Diana, If you already have a copy then it won’t take much for you to read a few pages and get a general idea of the style. You’ll know whether or not it is for you within a couple of pages. Good luck!

I haven’t read anything by this author in particular, but I have often been confounded by books who were eligible for, or won, the Booker. They often seem to required quite a lot of perseverence, at least for me, to complete. I don’t always feel rewarded for my effort. But, a stream of consciousness style of writing does appeal to me, so you’ve piqued my interest there!

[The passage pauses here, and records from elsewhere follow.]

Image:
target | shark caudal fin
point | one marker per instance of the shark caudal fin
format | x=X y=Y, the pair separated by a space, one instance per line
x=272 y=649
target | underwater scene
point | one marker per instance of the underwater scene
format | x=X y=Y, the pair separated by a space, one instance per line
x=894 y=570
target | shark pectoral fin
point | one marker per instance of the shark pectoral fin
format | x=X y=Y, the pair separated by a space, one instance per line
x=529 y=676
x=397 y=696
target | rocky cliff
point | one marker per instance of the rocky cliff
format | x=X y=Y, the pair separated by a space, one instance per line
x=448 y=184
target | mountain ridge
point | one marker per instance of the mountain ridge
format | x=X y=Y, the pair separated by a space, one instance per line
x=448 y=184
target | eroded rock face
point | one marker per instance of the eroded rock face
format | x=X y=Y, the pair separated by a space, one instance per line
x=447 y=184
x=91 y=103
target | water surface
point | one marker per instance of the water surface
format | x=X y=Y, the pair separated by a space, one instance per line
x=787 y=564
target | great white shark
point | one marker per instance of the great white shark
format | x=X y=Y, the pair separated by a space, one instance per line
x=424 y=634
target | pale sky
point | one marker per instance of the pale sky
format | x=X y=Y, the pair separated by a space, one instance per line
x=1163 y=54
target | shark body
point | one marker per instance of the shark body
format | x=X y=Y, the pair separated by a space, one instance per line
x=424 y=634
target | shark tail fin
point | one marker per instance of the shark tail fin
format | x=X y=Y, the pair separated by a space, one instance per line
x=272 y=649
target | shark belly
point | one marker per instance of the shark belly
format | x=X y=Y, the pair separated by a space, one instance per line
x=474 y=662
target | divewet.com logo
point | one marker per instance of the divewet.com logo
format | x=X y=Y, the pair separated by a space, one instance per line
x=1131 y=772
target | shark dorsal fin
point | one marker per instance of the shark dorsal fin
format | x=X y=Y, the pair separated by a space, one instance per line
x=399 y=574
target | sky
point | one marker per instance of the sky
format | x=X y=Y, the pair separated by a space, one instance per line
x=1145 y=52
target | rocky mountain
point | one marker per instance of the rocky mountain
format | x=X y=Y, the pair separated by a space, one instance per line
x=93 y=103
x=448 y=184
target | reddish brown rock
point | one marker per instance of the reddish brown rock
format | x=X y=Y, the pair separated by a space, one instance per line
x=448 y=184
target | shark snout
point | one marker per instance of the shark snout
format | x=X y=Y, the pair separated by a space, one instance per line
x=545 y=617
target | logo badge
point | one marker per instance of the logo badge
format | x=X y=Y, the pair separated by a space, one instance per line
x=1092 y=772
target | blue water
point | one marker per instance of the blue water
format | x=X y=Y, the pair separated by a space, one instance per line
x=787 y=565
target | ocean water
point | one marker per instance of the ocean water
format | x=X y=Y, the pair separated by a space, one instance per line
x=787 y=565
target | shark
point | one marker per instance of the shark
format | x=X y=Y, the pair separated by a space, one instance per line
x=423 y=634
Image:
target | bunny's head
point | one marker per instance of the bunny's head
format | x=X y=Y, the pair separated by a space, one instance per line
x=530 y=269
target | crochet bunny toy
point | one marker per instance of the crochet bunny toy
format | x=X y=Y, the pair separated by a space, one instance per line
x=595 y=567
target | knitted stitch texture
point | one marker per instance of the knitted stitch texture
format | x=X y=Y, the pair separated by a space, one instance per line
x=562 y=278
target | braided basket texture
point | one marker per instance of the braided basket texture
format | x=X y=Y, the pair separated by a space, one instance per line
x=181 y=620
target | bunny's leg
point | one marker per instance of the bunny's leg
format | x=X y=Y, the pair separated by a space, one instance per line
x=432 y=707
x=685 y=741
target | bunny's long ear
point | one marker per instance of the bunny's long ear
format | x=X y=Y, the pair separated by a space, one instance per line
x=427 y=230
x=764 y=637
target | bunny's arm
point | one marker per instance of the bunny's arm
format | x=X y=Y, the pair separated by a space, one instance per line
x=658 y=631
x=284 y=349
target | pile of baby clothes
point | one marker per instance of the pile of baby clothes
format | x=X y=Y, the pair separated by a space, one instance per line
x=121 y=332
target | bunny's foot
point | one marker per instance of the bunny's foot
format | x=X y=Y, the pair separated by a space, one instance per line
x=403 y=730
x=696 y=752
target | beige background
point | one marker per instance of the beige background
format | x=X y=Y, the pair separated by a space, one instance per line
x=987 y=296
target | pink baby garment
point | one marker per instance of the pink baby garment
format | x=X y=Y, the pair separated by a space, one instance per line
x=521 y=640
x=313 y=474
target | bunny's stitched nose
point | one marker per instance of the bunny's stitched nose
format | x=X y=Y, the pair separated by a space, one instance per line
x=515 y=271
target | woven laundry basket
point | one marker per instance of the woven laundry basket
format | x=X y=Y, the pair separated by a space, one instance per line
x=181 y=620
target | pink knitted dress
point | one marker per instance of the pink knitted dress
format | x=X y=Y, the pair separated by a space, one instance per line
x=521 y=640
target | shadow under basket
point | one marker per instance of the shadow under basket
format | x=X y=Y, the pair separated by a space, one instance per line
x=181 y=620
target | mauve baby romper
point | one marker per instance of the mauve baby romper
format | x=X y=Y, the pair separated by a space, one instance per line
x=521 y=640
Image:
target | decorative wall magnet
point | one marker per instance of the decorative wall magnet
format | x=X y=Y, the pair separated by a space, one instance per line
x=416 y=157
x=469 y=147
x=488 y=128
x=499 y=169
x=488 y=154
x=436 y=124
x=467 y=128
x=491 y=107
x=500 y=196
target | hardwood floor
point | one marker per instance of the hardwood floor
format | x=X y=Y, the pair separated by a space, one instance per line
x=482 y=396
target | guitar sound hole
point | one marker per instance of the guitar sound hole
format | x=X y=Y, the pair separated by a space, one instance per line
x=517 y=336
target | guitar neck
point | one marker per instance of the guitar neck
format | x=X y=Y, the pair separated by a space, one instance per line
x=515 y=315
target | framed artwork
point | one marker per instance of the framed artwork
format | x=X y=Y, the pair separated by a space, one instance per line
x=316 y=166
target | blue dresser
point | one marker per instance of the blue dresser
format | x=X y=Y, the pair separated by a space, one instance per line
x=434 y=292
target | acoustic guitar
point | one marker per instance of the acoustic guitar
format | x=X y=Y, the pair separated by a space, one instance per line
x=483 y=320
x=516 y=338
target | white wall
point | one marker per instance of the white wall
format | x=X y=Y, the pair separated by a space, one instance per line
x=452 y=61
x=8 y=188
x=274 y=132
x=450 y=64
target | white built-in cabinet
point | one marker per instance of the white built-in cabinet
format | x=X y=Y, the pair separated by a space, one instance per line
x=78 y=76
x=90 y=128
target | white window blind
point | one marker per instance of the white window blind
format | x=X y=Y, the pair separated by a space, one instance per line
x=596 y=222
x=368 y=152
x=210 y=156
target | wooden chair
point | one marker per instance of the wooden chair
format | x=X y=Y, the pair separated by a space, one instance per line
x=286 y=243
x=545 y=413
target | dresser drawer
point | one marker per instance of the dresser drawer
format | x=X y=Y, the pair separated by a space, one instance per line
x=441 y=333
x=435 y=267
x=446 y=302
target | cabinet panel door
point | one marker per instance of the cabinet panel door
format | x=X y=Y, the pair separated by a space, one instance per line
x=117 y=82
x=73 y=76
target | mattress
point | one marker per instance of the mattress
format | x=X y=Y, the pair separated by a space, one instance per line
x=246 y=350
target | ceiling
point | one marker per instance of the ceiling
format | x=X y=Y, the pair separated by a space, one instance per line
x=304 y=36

Bellezza, I often feel as though I’m not rewarded for my efforts either. I think the best books are easy to read, but have a greater depth if you investigate them further. Such a shame that so many literary fiction authors think their books are only good if half the population can’t make it through the first chapter :-(

Alex, Yes – I saw your glowing review. It is always good to see that someone outside the Booker judging panel sees something good in each book. It will be interesting to see if it goes on to win.

I want to give it a go, because it’s everywhere at the moment and I’d like to know what it (or rather Self) is about, but I’m not sure whether I’ll like it or not. And that’s partly for the reasons you’ve given for your abandonment. I’m torn over that quotation.

Charlie, I chose that quotation because it was one I liked, but I think it does a good job of showing the problems of the book. Such great words, buried beneath lots of long, meandering sentences. I’m torn over that one paragraph, but combine it with 1000s of similar ones and I’m lost. :-(

This was my first Will Self outing (I’d been interested in reading him and thought the Booker nomination the best place to start)…and I have to admit that I’ve also ‘parked’ it for the time being. Read the first 15 pages, perservered through to page 50 and then put it down. I found the stream of consciousness, lack of punctuation and intermittent moves between time periods a little difficult to get used to! Will revisit soon…(hopefully).

I like his points of view on Radio 4. But having tried to read a few pages of Umbrella I thought, oh my God unreadable. It seems there are two Will Self’s. One that can’t do DIY and put up a bookshelf and the other that is quite astute on abstract matters. he also didn’t bother to respond to a personal request.